An upper-level trough currently moving slowly eastward from the west coast is forecast to impact weather conditions across the state through the end of this week. The record high temperatures that developed Sept. 19-20 were in response to this low-pressure system pushing east northeast toward the northern Plains. The northern branch of this trough drove a cold front through the state through the morning of Sept 21. High temperatures were forecast to drop into the 60s west to low 70s southeast Sept. 21-22, under mostly cloudy skies and strong northwest winds.
As the northern stream energy moves east toward the Great Lakes, high temperatures should rebound into the 70s north to low 80s south Sept. 23, before dropping back into 60s to middle 70s Sept. 24-26 after the upper level low moves east of the state. According to the GFS model, once the upper level low off of California moves through the central Plains, upper air ridging is forecast to develop and keep the central Plains under its influence through Oct. 5 (end of GFS model run). A weak wave is indicated to move along the periphery of the ridge on Sept. 28, with the primary precipitation shield located across South Dakota.

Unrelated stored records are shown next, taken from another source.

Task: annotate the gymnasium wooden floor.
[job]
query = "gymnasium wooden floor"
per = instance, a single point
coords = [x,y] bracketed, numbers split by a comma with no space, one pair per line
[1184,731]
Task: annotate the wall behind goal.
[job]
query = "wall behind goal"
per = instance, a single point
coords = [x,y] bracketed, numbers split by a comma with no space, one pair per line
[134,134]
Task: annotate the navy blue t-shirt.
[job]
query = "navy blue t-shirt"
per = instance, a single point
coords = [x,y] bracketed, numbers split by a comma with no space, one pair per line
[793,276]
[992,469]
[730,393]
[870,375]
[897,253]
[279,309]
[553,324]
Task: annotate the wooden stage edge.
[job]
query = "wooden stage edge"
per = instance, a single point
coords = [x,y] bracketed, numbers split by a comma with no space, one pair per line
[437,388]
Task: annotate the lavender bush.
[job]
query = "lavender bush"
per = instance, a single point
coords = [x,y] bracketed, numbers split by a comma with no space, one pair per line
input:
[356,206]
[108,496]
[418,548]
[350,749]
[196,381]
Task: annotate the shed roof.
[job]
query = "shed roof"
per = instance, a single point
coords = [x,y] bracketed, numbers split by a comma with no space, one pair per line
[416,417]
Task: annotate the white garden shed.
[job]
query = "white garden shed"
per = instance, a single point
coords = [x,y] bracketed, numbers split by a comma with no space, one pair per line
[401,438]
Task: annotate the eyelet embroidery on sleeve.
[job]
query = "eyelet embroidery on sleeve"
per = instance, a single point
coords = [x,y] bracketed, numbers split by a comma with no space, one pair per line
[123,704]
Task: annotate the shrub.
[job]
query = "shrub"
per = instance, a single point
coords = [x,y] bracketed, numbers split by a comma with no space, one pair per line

So over the next 16 days, our best chances of moisture will be Sept. 21-23 in response to the western trough progressing eastward. A surface cold front currently moving into northwest Nebraska has limited moisture to work with, so less than 0.25 inches of precipitation was forecast into the first half of Sept. 21. The upper-level low began pushing eastward and forcing warm and monsoon moisture over the top of cold air at the surface during the evening hours of Sept. 21 through the morning hours of Sept. 23. The quantitative precipitation forecast indicated the southwestern half of Nebraska could see 0.50-1.25 inches of moisture, dropping to 0.25-0.50 inches across the northeastern half of the state.
Though harvest activity was anticipated to slow down considerably due to this storm system, current weather models indicate that dry weather and temperatures returning to the 70s and 80s should dominate the last full week of September through the first full week of October. With an upper air ridge aloft and a dry air mass in place, please be aware that the danger for grassland and combine fires will be elevated to highly elevated.